The ngbem boundary element addon project initiated by Lucy Weggeler (see https://weggler.github.io/docu-ngsbem/intro.html) is now partly integrated into core NGSolve. Find a short and sweet introduction to the boundary element method there.

In this demo we simulate a plate capacitor on an unbounded domain.

[1]:

from ngsolve import *
from netgen.occ import *
from ngsolve.solvers import GMRes
from ngsolve.webgui import Draw
from ngsolve.bem import *

[2]:

largebox = Box ((-2,-2,-2), (2,2,2) )
eltop = Box ( (-1,-1,0.5), (1,1,1) )
elbot = Box ( (-1,-1,-1), (1,1,-0.5))

largebox.faces.name = "outer" # coupling boundary
eltop.faces.name = "topface" # Dirichlet boundary
elbot.faces.name = "botface" # Dirichlet boundary
eltop.edges.hpref = 1
elbot.edges.hpref = 1

shell = largebox-eltop-elbot # FEM domain
shell.solids.name = "air"

mesh = shell.GenerateMesh(maxh=0.8)
mesh.RefineHP(2)
ea = { "euler_angles" : (-67, 0, 110) }
Draw (mesh, clipping={"x":1, "y":0, "z":0, "dist" : 1.1}, **ea);

On the exterior domain \(\Omega^c\), the solution can be expressed by the representation formula:

\[x \in \Omega^c: \quad u(x) = - \int\limits_\Gamma \displaystyle{\frac{1}{4\,\pi}\, \frac{1}{\| x-y\|} } \, \gamma_1 u (y)\, \mathrm{d}\sigma_y + \int\limits_\Gamma \displaystyle{\frac{1}{4\,\pi}\, \frac{\langle n(y) , x-y\rangle }{\| x-y\|^3} } \, \gamma_0 u (y)\, \mathrm{d}\sigma_y\,,\]

where \(\gamma_0 u = u\) and \(\gamma_1 u = \frac{\partial u}{\partial n}\) are Dirichlet and Neumann traces. These traces are related by the Calderon projector

\[\begin{split}\left( \begin{array}{c} \gamma_0 u \\ \gamma_1 u \end{array}\right) = \left( \begin{array}{cc} -V & \frac12 + K \\ \frac12 - K^\intercal & -D \end{array} \right) \left( \begin{array}{c} \gamma_1 u \\ \gamma_0 u \end{array}\right)\end{split}\]

.

The \(V\), \(K\) are the single layer and double layer potential operators, and \(D\) is the hypersingular operator.

On the FEM domain we have the variational formulation

\[\int_{\Omega_\text{FEM}} \nabla u \nabla v \, dx - \int_\Gamma \gamma_1 u v \, ds = 0 \qquad \forall \, v \in H^1(\Omega_\text{FEM})\]

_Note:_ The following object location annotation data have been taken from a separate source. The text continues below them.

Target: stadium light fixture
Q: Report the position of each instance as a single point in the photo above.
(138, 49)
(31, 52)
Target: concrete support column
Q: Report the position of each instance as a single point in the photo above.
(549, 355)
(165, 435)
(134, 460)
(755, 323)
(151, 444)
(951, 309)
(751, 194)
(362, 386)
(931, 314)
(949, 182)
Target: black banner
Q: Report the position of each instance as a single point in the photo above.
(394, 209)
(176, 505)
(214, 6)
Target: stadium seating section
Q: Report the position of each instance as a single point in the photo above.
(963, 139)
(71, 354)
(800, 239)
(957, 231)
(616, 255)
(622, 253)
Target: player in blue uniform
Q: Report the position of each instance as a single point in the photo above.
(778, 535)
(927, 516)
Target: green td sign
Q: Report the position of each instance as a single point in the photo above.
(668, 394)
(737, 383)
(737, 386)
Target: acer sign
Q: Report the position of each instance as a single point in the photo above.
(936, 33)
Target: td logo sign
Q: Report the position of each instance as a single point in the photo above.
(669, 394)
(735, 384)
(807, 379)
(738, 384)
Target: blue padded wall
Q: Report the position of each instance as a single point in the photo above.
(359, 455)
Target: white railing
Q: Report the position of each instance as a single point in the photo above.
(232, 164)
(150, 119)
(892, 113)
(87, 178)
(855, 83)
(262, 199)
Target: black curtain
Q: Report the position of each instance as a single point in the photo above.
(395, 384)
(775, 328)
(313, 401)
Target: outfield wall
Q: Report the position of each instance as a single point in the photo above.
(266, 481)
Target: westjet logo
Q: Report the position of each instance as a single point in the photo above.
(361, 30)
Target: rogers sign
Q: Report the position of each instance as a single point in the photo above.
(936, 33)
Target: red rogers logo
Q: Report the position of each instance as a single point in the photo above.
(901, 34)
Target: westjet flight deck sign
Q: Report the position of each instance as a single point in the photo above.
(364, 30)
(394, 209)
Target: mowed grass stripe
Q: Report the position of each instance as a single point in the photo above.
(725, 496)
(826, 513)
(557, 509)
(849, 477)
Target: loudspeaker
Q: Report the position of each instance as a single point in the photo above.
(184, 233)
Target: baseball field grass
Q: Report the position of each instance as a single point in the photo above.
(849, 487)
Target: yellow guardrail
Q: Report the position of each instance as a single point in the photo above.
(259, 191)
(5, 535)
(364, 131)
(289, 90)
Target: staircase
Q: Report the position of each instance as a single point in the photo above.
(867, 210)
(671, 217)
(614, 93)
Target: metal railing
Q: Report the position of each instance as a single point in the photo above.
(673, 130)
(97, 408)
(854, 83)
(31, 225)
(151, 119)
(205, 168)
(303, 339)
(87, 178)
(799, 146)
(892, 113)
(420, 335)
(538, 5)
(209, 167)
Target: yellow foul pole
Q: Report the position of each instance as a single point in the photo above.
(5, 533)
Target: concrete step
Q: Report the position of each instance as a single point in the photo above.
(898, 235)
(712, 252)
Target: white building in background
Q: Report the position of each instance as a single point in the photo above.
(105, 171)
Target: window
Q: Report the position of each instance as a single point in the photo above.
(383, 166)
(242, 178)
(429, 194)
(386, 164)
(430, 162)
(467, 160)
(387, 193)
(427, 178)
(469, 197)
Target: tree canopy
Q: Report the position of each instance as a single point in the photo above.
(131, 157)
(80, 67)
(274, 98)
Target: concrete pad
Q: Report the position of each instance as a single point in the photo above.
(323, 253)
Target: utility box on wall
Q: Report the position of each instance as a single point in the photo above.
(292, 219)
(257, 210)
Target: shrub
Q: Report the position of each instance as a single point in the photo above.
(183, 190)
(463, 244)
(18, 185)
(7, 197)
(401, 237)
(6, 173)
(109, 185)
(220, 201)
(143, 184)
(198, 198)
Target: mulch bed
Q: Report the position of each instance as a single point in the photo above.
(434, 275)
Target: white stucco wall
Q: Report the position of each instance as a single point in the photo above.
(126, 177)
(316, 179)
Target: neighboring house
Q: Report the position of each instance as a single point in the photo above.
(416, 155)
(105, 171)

We use Calderon’s represenataion formula for the Neumann trace:

\[\int_{\Omega_\text{FEM}} \nabla u \nabla v \, dx - \int_\Gamma \left( \left( \tfrac{1}{2} - K^\intercal\right) \,\gamma_1 u - D \, \gamma_0 u\right) v = 0 \qquad \forall \, v \in H^1(\Omega_\text{FEM})\]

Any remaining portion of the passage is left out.